A haver, pois, diferença entre os mitógrafos antigos e os actuais, ela estaria em que o homem «arcaico» possuía referências mais completas e integradas relativamente aos temas sobre que efabulava. Não estando tão condicionado pelo pendor taxonómico que se intro- duziu na mentalidade moderna, sobretudo a partir de Descartes, tomava as coisas pelas suas semelhanças ou contradições e criava estratégias de significação que, mesmo quando obscuras, eram, em geral, adequadas. A liberdade com que relacionava as coisas em função de um simbólico que lhe era transparente, permitia-lhe reproduzir e reorganizar incansavelmente acontecimentos e experiências até lhes descobrir o sentido, como diz Lévi-Strauss, no seguimento de Boas.156

Por isso, poderia procurar as suas ilustrações na vasta gama de motivos tradicionais, segundo regras estabelecidas, e de si conhecidas, pelo menos intuitivamente.
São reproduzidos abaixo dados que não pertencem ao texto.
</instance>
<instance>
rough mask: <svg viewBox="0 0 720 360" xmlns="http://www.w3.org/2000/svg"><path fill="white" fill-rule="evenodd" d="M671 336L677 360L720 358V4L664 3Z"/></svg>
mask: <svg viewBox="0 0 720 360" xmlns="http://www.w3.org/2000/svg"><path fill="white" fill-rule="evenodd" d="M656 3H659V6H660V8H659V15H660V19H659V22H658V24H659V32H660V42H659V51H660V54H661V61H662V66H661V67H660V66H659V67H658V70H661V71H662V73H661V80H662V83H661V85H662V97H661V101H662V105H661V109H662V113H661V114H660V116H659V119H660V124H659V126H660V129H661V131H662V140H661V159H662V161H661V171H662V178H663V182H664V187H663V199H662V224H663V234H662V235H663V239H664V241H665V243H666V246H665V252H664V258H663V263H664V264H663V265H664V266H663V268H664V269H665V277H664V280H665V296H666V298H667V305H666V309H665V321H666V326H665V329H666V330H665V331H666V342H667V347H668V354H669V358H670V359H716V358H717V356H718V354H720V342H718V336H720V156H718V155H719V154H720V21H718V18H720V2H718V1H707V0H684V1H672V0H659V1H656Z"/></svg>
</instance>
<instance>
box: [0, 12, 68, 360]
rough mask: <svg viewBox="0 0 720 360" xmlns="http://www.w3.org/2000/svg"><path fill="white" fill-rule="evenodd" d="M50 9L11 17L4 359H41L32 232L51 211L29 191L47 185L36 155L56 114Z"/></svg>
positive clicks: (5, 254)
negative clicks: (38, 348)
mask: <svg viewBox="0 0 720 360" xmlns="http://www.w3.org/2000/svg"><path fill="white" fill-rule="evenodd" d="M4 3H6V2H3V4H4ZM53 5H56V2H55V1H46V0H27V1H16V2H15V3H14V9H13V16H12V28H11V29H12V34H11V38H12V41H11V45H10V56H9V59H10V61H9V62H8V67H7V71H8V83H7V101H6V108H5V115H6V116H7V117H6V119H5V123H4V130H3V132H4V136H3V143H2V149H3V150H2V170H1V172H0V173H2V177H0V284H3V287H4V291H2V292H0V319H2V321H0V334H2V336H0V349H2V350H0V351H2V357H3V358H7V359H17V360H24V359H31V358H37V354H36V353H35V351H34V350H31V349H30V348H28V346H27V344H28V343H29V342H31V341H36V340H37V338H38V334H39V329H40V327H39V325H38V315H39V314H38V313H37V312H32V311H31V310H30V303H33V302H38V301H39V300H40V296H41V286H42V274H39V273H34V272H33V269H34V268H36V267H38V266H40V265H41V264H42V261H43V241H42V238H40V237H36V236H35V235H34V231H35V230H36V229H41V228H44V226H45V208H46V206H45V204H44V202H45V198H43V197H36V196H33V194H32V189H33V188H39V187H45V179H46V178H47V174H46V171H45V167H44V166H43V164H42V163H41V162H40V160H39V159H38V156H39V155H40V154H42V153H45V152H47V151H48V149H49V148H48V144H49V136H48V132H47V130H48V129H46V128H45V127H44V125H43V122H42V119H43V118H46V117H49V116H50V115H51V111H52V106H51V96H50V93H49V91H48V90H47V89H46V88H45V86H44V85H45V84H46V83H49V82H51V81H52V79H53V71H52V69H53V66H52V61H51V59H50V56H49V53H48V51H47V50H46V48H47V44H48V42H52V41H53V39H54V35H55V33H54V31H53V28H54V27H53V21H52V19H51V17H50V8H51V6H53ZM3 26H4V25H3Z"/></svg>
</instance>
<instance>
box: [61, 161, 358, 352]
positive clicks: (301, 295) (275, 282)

E se nem todas as suas produções têm a mesma amplitude simbólica nem subministram as mesmas mediações é porque é próprio dos textos populares exprimir os mistérios da existência de maneira parcelar e, por vezes, contraditória. A questão de fundo não é, pois, saber se os textos têm origem popular ou erudita mas se os seus autores são bons ou medíocres intérpretes da tradição. Dito de outra maneira, o problema está nos referentes usados, em termos da sua coerência interna e posicional.

Seja como for, estes pressupostos teóricos e os factos oportunamente registados permitem dizer que os textos recolhidos incorporam um alto grau de representatividade, não no sentido de uma reduzida variabilidade estatística, mas da sua exemplaridade e para- digmaticidade. A validade das configurações de sentido que neles se encontram não depende, pois, da quantidade ou qualidade das testemunhas mas da coerência dos teste- munhos com os modos de produção simbólica tradicional.